Another important example is NATO's Cooperative Cyber Defence Centre of Excellence, a NATO accredited knowledge hub which focuses on interdisciplinary applied research, consultations, trainings and exercises in the field of cyber security.
A Pew Research poll published in August on main priorities and risks perceived by the public opinion in 38 countries gave the following results: 60% of persons interviewed answered that their main concern remains terrorism; same percentage emerged for climate change; 55% expressed their concern for risks of cyber activities eventually leading to cyber wars. It is noticeable that terrorism and cyber threats did both rank above other important risk factors such as economic and financial concerns.
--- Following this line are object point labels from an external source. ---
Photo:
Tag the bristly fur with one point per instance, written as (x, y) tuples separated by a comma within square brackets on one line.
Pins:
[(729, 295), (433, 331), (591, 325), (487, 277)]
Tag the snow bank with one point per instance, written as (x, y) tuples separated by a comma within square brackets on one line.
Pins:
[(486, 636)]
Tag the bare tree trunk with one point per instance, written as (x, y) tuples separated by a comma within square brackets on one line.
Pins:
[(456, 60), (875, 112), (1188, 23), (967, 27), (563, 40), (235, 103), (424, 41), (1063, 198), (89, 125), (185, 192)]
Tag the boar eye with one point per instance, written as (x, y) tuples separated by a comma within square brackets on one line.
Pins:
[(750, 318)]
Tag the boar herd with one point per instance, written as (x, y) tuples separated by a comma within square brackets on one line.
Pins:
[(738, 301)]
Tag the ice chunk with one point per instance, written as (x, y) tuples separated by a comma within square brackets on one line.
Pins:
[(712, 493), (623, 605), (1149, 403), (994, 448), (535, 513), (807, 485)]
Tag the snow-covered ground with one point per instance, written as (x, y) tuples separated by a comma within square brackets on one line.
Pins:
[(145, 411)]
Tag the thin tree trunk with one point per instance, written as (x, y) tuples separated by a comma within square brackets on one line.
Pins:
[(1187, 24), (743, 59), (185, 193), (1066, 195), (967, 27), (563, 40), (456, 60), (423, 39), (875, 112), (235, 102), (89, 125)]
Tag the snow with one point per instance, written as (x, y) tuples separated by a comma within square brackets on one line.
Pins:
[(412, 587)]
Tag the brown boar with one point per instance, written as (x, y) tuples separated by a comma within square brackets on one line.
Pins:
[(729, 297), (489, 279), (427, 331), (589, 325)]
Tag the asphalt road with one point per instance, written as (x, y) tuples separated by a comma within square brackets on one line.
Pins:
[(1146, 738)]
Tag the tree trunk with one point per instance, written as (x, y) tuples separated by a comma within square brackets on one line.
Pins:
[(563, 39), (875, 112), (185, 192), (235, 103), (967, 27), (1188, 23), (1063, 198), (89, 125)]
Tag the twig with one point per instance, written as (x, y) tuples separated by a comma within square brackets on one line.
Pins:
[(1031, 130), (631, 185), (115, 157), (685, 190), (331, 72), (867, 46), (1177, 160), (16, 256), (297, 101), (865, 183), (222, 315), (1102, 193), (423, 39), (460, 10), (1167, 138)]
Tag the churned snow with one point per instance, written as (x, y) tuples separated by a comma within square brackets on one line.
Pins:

The public is aware that bad actors are using the internet for terrorism, political destabilization, theft and other crimes. However too often web users do not care enough. Internet has been around for about 40 years and hasn’t lived up to its enormous potential as a decentralized global system powered by trust. Cybersecurity is a critical part of industry and consumer applications but all too often it’s still an afterthought.
Internet of Things (IoT) devices, for example, are designed without basic security in the hardware. Corporations delegate cybersecurity to people in the IT department instead of making it a matter for the board of directors. Consumers ignore warnings about software vulnerabilities until it’s too late. This mindset must change. At a fundamental level, cybersecurity is the trust component that allows the internet to be used as a business tool, as well as a tool for everyday life. Creating a culture of trust is challenging. At company's as at the Institutional level Data Protection needs an integrated, holistic approach. There couldn't be a better playfield for cooperation between Israel and Italy.